The debate on tax competition opposes those who praise its positive effect on government efficiency, and those who accuse it of distorting public choices, inducing inequality but also undermining the functioning of markets. These two polar versions coexist in the European Union. Since decisions on taxation require unanimity, it is not surprising that tax cooperation remains difficult.
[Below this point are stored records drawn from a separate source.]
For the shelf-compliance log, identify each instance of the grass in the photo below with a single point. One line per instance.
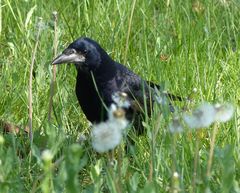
(185, 44)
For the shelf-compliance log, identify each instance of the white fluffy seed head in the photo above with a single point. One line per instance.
(47, 155)
(201, 117)
(105, 136)
(175, 126)
(224, 112)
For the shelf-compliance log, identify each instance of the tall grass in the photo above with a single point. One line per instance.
(185, 44)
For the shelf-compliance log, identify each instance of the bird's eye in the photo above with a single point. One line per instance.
(69, 51)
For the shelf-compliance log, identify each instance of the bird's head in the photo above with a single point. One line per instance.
(85, 53)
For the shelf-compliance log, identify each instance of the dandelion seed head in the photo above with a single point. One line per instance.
(105, 136)
(119, 113)
(82, 138)
(1, 140)
(175, 126)
(47, 155)
(195, 90)
(201, 117)
(224, 112)
(175, 175)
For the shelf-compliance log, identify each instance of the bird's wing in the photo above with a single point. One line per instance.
(139, 92)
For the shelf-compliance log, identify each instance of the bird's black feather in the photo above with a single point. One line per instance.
(99, 77)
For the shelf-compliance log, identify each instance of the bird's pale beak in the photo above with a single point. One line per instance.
(71, 58)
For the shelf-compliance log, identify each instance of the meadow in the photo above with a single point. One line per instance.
(191, 48)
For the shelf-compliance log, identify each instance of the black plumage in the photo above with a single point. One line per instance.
(99, 77)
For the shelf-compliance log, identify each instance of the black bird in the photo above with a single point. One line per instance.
(99, 77)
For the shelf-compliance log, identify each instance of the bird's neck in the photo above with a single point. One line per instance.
(106, 71)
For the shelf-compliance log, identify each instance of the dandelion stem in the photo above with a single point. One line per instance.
(120, 157)
(55, 44)
(211, 151)
(129, 31)
(196, 158)
(30, 110)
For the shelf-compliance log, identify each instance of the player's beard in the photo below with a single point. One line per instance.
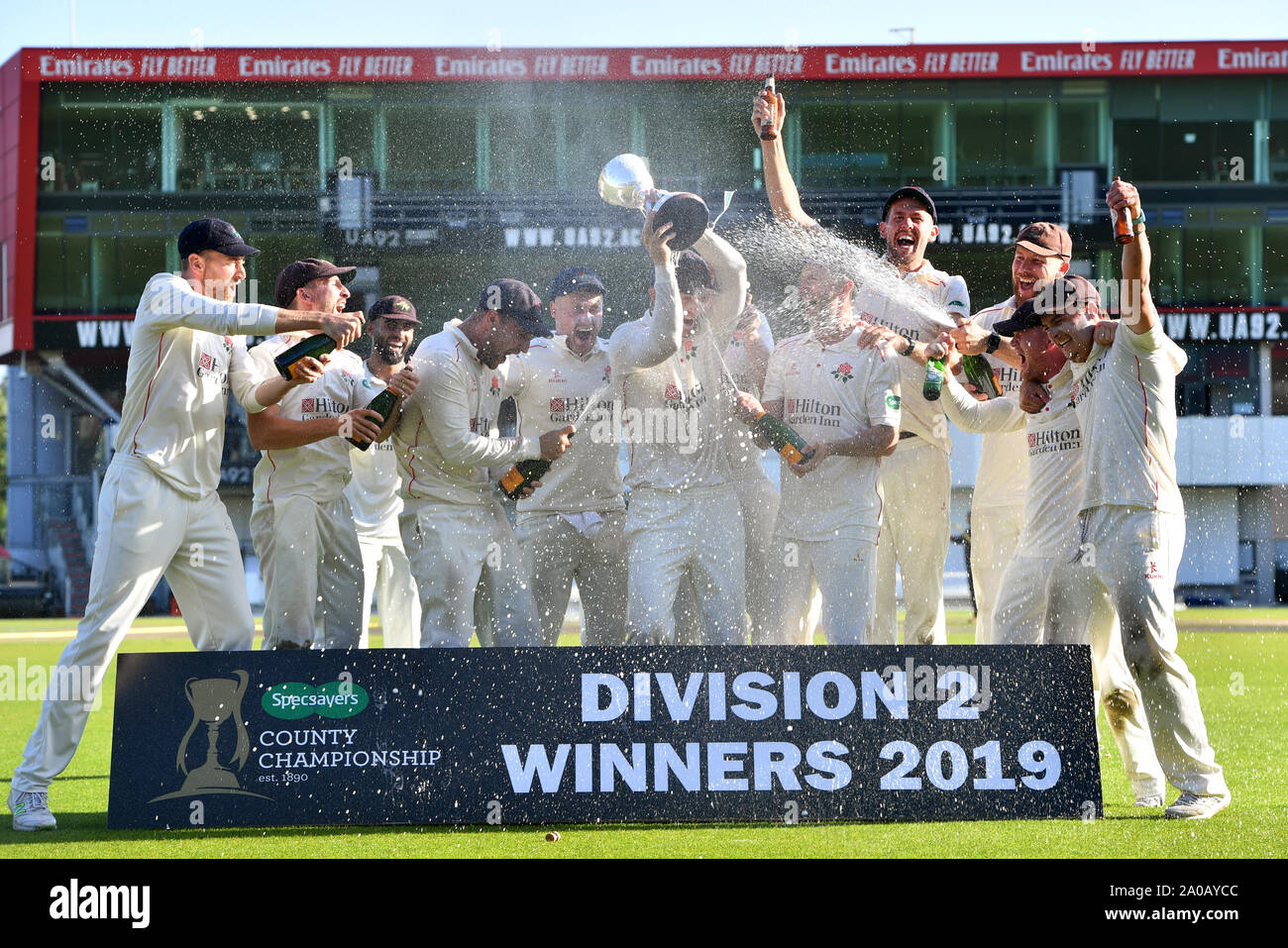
(386, 355)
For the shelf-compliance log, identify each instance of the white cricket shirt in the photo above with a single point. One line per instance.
(447, 438)
(1004, 458)
(552, 385)
(945, 294)
(321, 469)
(1126, 399)
(374, 489)
(675, 411)
(832, 391)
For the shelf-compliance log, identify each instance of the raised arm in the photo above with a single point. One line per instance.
(1134, 304)
(171, 301)
(652, 340)
(784, 196)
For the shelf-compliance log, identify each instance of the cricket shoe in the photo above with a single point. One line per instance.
(1194, 806)
(31, 811)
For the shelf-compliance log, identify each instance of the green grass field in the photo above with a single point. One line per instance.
(1237, 656)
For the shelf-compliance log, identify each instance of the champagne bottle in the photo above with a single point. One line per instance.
(781, 437)
(1122, 224)
(980, 373)
(934, 382)
(314, 347)
(767, 128)
(522, 474)
(382, 404)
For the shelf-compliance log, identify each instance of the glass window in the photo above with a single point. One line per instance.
(1274, 265)
(980, 143)
(259, 146)
(1136, 150)
(1206, 151)
(356, 136)
(101, 147)
(870, 145)
(522, 149)
(1279, 380)
(1279, 151)
(1219, 380)
(82, 270)
(1080, 133)
(429, 149)
(698, 143)
(1215, 266)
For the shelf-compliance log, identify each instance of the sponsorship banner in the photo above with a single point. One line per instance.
(1227, 325)
(1085, 58)
(613, 734)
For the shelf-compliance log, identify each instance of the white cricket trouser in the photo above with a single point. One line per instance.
(845, 571)
(995, 535)
(557, 553)
(1127, 558)
(145, 528)
(758, 498)
(696, 532)
(312, 567)
(455, 546)
(1019, 621)
(386, 576)
(915, 481)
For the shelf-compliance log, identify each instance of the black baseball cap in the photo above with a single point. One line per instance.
(393, 308)
(574, 278)
(1068, 294)
(692, 272)
(917, 194)
(1044, 240)
(296, 274)
(211, 233)
(515, 299)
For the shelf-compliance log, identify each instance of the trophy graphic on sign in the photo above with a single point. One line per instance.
(626, 181)
(214, 700)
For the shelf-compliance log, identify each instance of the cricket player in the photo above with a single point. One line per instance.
(574, 527)
(374, 489)
(915, 478)
(844, 401)
(674, 386)
(454, 528)
(747, 359)
(159, 511)
(300, 520)
(1042, 253)
(1054, 473)
(1131, 518)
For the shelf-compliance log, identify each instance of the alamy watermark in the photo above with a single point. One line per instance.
(77, 683)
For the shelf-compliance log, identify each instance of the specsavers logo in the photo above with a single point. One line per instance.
(295, 699)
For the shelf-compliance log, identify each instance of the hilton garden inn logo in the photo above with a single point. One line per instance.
(76, 900)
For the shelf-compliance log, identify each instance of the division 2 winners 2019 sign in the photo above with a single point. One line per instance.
(583, 736)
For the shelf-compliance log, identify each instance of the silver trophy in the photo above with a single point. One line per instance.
(625, 181)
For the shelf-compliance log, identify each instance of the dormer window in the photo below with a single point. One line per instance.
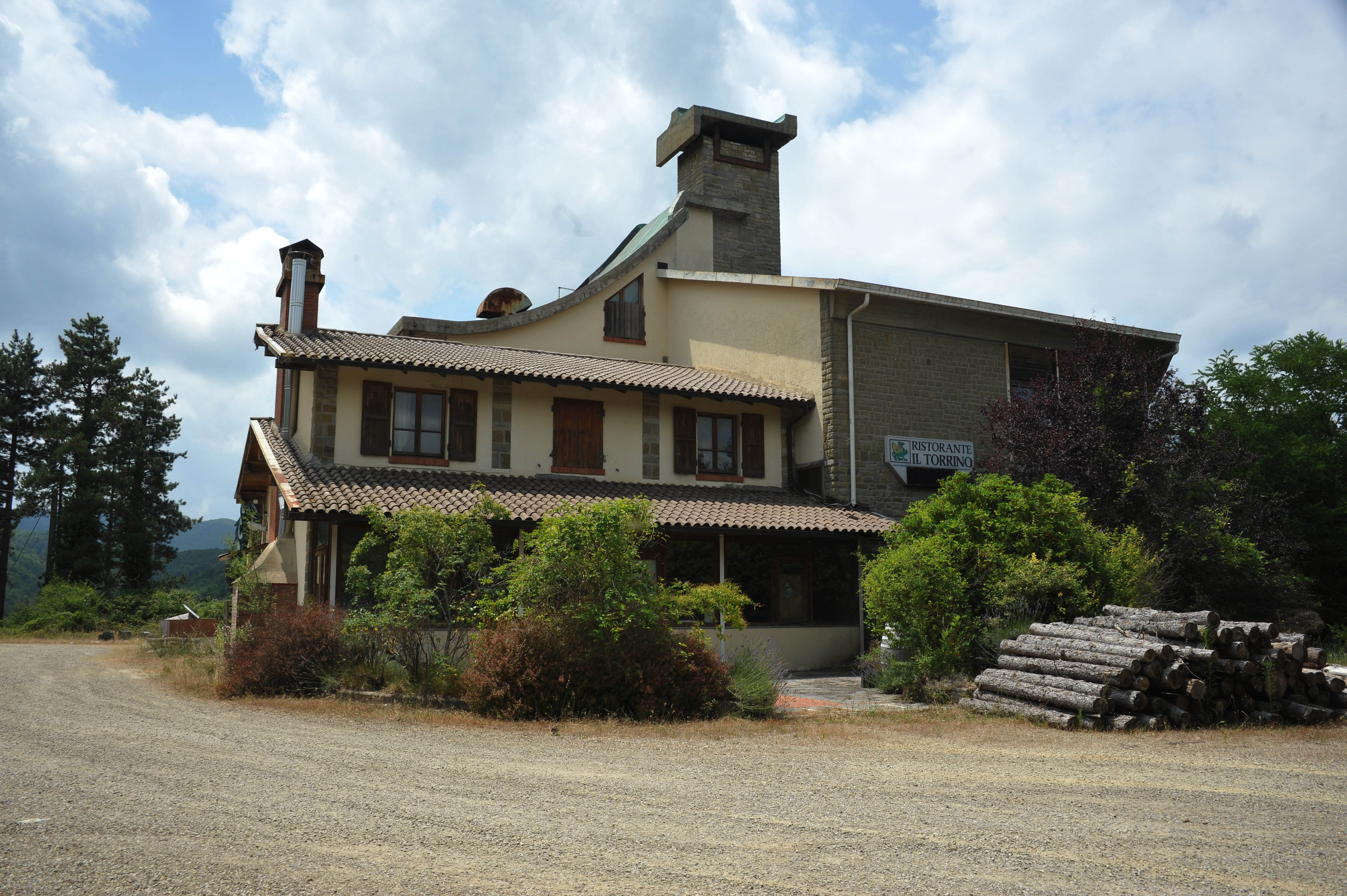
(624, 314)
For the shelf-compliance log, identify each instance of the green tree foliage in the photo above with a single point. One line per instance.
(581, 627)
(102, 470)
(23, 395)
(421, 566)
(91, 389)
(1287, 405)
(584, 564)
(143, 519)
(1143, 446)
(985, 550)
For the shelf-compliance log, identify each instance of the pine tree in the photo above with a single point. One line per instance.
(143, 518)
(23, 395)
(91, 389)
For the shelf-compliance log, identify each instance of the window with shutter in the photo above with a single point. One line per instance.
(462, 425)
(717, 448)
(685, 440)
(624, 314)
(755, 456)
(578, 437)
(376, 405)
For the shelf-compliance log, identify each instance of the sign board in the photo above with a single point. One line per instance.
(903, 452)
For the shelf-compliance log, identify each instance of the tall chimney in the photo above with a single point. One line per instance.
(301, 282)
(728, 164)
(299, 263)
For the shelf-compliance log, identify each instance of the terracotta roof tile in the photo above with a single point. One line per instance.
(417, 353)
(316, 488)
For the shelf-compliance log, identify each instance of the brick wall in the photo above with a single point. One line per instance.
(324, 425)
(908, 383)
(749, 242)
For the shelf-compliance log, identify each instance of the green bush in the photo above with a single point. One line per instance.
(756, 675)
(582, 628)
(61, 607)
(543, 666)
(988, 553)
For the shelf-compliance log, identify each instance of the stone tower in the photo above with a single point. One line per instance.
(728, 164)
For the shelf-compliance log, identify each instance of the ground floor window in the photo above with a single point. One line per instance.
(793, 581)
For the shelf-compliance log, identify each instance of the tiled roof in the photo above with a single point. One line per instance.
(316, 488)
(415, 353)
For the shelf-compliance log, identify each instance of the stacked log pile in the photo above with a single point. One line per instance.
(1137, 668)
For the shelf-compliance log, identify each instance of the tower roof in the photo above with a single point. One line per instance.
(687, 126)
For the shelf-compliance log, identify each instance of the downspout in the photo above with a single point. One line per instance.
(850, 391)
(294, 324)
(724, 651)
(285, 405)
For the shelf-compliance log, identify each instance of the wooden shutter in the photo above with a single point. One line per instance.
(462, 425)
(685, 440)
(578, 437)
(376, 403)
(755, 460)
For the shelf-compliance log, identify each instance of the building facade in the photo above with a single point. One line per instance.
(687, 370)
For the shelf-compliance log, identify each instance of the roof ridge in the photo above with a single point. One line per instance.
(512, 348)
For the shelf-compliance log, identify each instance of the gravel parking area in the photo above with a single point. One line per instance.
(110, 783)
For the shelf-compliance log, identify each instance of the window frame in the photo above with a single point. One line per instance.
(418, 430)
(574, 470)
(713, 476)
(617, 300)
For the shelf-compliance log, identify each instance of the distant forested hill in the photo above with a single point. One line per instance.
(197, 562)
(208, 534)
(28, 564)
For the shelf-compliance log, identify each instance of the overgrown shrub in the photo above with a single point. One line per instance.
(289, 650)
(543, 666)
(988, 553)
(419, 568)
(581, 627)
(756, 675)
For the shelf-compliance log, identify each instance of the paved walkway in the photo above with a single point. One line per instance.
(834, 690)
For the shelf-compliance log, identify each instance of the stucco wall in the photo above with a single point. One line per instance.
(803, 647)
(531, 425)
(302, 432)
(580, 329)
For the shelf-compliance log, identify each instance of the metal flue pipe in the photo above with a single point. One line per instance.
(850, 391)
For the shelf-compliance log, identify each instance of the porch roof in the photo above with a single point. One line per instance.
(317, 490)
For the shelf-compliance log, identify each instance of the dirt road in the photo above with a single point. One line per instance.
(143, 790)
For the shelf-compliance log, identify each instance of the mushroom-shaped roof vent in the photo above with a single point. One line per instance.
(502, 302)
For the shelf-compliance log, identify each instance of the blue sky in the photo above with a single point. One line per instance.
(1168, 165)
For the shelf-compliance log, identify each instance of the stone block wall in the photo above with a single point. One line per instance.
(908, 383)
(747, 242)
(324, 422)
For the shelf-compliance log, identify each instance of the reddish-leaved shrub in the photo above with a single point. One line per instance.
(282, 653)
(541, 668)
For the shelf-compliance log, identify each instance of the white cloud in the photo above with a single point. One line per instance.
(1171, 165)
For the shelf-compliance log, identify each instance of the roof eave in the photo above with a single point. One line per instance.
(308, 362)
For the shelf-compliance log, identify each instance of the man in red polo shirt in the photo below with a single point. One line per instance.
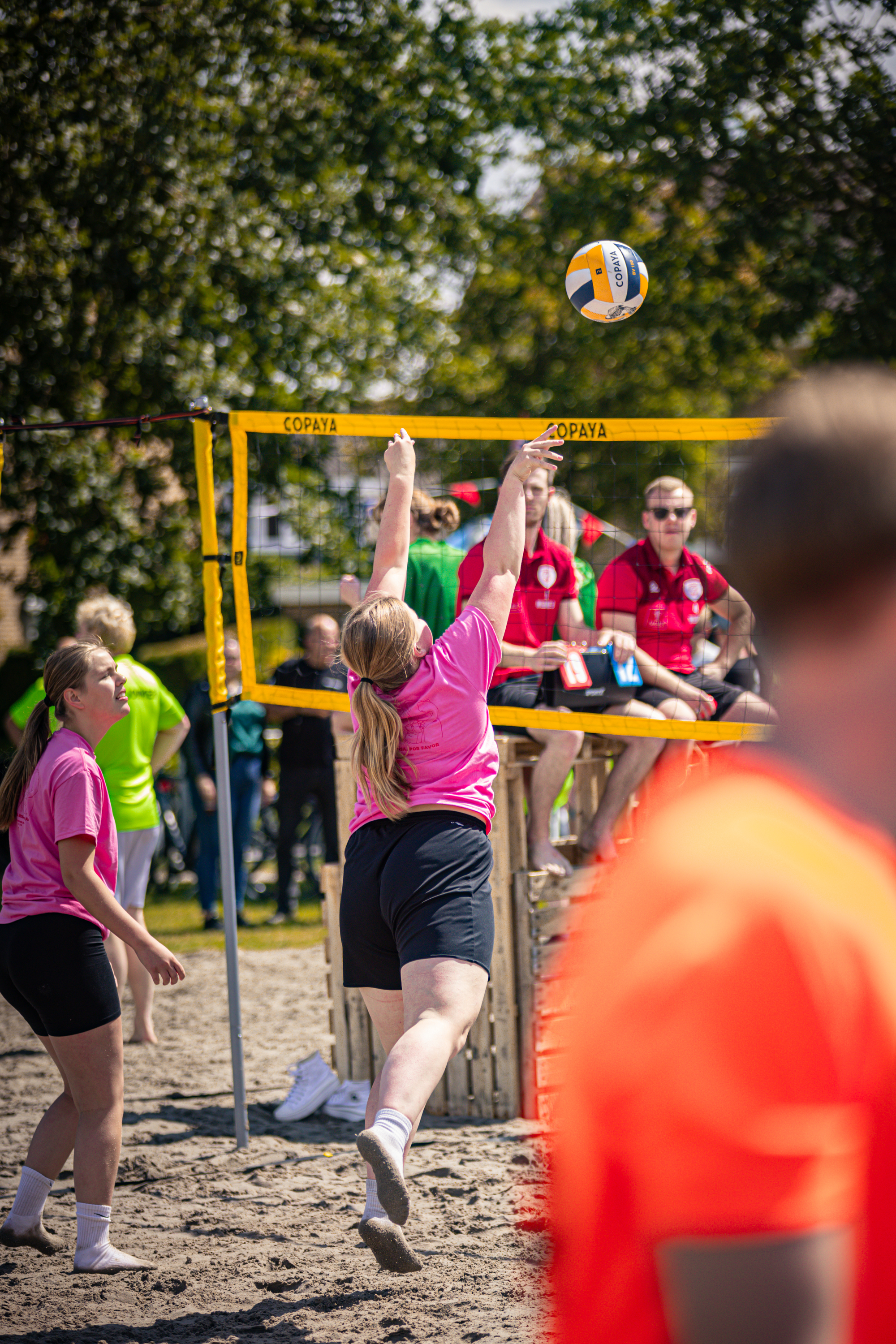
(657, 590)
(546, 596)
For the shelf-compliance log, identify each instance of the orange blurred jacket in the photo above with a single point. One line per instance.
(731, 1057)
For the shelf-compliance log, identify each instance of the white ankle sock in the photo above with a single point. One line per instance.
(30, 1199)
(93, 1226)
(394, 1129)
(373, 1209)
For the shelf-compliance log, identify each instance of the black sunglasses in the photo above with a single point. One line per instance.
(660, 514)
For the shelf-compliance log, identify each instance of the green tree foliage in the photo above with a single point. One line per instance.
(257, 202)
(749, 155)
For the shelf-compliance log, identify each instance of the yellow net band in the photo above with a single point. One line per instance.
(574, 428)
(503, 715)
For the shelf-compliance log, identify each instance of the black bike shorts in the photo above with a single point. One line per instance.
(723, 693)
(416, 889)
(56, 972)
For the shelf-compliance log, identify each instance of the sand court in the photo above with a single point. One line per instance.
(264, 1242)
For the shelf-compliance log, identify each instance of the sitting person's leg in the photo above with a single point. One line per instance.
(629, 771)
(548, 773)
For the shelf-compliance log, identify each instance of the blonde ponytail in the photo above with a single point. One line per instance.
(65, 668)
(378, 644)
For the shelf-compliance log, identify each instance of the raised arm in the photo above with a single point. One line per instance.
(503, 550)
(390, 557)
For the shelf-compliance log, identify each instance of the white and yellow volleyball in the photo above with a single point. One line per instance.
(606, 281)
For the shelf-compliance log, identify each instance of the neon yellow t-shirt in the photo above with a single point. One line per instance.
(125, 753)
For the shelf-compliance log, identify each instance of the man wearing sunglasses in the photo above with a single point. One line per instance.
(657, 590)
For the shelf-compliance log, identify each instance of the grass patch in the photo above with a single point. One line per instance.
(177, 920)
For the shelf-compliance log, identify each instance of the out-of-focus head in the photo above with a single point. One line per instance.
(109, 619)
(320, 640)
(233, 658)
(536, 490)
(812, 526)
(429, 518)
(560, 523)
(668, 513)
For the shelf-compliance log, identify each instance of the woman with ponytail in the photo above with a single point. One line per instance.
(416, 916)
(58, 908)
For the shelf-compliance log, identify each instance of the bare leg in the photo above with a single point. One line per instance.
(551, 769)
(142, 988)
(93, 1068)
(54, 1137)
(749, 709)
(628, 773)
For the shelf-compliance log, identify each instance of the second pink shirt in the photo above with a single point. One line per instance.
(66, 797)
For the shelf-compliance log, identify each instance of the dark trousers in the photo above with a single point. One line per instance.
(296, 788)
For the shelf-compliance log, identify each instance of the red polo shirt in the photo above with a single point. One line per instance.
(667, 605)
(547, 578)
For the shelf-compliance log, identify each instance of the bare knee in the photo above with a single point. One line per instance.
(563, 746)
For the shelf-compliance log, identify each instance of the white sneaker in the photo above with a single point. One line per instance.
(315, 1082)
(350, 1101)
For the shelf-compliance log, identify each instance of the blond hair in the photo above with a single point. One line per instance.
(111, 619)
(671, 484)
(378, 643)
(64, 670)
(559, 522)
(435, 518)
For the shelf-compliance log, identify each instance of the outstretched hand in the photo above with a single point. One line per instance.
(538, 453)
(400, 456)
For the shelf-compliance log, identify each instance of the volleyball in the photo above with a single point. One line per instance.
(606, 281)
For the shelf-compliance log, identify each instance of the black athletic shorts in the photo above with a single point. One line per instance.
(723, 693)
(416, 889)
(56, 972)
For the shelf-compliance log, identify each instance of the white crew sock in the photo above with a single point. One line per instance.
(373, 1209)
(95, 1253)
(394, 1129)
(30, 1199)
(93, 1226)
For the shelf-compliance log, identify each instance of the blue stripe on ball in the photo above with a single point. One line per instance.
(634, 272)
(583, 295)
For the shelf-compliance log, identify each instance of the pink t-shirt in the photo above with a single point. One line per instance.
(448, 733)
(66, 797)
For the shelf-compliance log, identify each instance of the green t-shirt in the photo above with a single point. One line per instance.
(246, 736)
(587, 586)
(21, 711)
(432, 582)
(125, 753)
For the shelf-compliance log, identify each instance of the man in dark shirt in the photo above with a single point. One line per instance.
(307, 750)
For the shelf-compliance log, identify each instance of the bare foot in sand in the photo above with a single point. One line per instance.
(543, 855)
(598, 844)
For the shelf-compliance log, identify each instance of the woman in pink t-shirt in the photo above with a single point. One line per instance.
(58, 906)
(416, 916)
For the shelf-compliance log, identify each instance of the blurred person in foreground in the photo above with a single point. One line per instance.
(249, 781)
(724, 1156)
(131, 756)
(307, 752)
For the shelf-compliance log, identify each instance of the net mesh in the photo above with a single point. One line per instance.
(303, 517)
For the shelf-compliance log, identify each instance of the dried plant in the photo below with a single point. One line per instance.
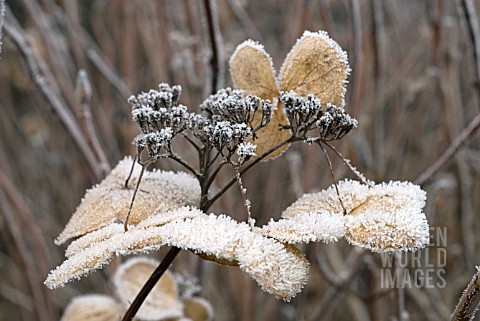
(174, 297)
(239, 127)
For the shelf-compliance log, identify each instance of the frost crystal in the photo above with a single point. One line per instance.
(279, 269)
(382, 218)
(307, 227)
(110, 200)
(92, 307)
(305, 113)
(246, 151)
(160, 118)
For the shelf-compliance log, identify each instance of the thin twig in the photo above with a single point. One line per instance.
(216, 61)
(349, 165)
(333, 176)
(83, 90)
(28, 264)
(2, 14)
(469, 301)
(125, 224)
(232, 181)
(148, 286)
(38, 76)
(474, 33)
(462, 138)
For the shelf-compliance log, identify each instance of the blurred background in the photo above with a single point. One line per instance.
(413, 88)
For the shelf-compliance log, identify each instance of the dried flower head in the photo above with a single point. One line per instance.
(92, 307)
(385, 217)
(307, 112)
(110, 200)
(162, 302)
(316, 65)
(198, 309)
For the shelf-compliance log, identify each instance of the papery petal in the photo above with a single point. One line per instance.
(104, 203)
(93, 307)
(252, 71)
(316, 65)
(161, 303)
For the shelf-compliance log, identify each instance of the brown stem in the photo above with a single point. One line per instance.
(469, 301)
(214, 37)
(464, 136)
(148, 286)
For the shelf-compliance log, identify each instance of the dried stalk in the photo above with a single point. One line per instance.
(54, 101)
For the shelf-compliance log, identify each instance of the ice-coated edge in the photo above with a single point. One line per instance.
(322, 34)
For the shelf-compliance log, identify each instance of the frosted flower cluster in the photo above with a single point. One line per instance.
(306, 113)
(245, 151)
(232, 106)
(165, 301)
(226, 123)
(160, 118)
(382, 218)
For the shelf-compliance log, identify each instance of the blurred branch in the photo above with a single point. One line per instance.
(469, 301)
(216, 59)
(108, 73)
(53, 100)
(40, 301)
(83, 93)
(2, 14)
(462, 138)
(474, 33)
(357, 56)
(244, 19)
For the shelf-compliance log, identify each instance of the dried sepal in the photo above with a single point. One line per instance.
(161, 303)
(198, 309)
(279, 269)
(91, 239)
(80, 264)
(273, 134)
(252, 71)
(110, 200)
(99, 252)
(307, 227)
(93, 307)
(389, 219)
(316, 65)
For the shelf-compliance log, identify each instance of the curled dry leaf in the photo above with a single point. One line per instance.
(93, 307)
(306, 227)
(161, 303)
(384, 217)
(110, 200)
(198, 309)
(315, 65)
(252, 71)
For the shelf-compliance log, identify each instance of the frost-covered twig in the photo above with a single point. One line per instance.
(2, 14)
(54, 101)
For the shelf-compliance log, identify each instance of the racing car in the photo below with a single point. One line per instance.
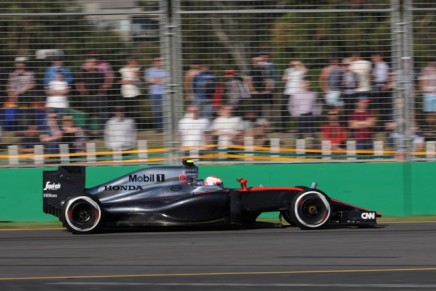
(175, 196)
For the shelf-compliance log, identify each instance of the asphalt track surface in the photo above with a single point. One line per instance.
(390, 257)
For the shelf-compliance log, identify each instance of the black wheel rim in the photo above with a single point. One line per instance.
(312, 210)
(82, 214)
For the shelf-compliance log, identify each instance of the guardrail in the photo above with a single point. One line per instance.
(247, 152)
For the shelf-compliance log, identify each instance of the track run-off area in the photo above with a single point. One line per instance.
(392, 256)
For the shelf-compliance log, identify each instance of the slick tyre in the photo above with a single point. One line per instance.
(286, 214)
(310, 209)
(82, 215)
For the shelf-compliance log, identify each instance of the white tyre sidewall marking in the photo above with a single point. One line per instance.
(90, 201)
(323, 199)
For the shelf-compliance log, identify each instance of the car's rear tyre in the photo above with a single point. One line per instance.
(286, 214)
(82, 214)
(310, 209)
Still, the argument that tax distortions undermine the single market has justified some harmonization in the area of indirect taxation (Value Added Tax, excise duties); much less harmonization, however, has happened on the direct taxation of capital and labor.
The sovereign debt crisis that started in 2009 has given an impetus to the debate on tax harmonization, for three reasons:
- Governments have been obliged to rapidly raise taxes while facing international tax competition and domestic discontent concerning the distribution of the burden;
- Emergency assistance to crisis countries has sometimes been considered illegitimate given the low levels of taxation in some countries for companies or wealthy individuals;
- The need for a “fiscal capacity” has emerged as a complement to the monetary union and to the banking union.
It should be noted at this stage that although they are often considered as synonymous, the words “coordination”, “cooperation”, “convergence” and “harmonization” cover somewhat different concepts. Tax harmonization (e.g. the minimum standard VAT rate, or common rules embodied in different directives on the corporate taxation), is a form of coordination. The Common Consolidated Corporate Tax Base project (CCCTB) envisages a harmonization of CIT bases, but also some cooperation through the consolidation and apportionment of tax bases.3 As for convergence, it is a broader concept that is compatible with both tax coordination and tax competition. In the following, we concentrate on tax harmonization and cooperation.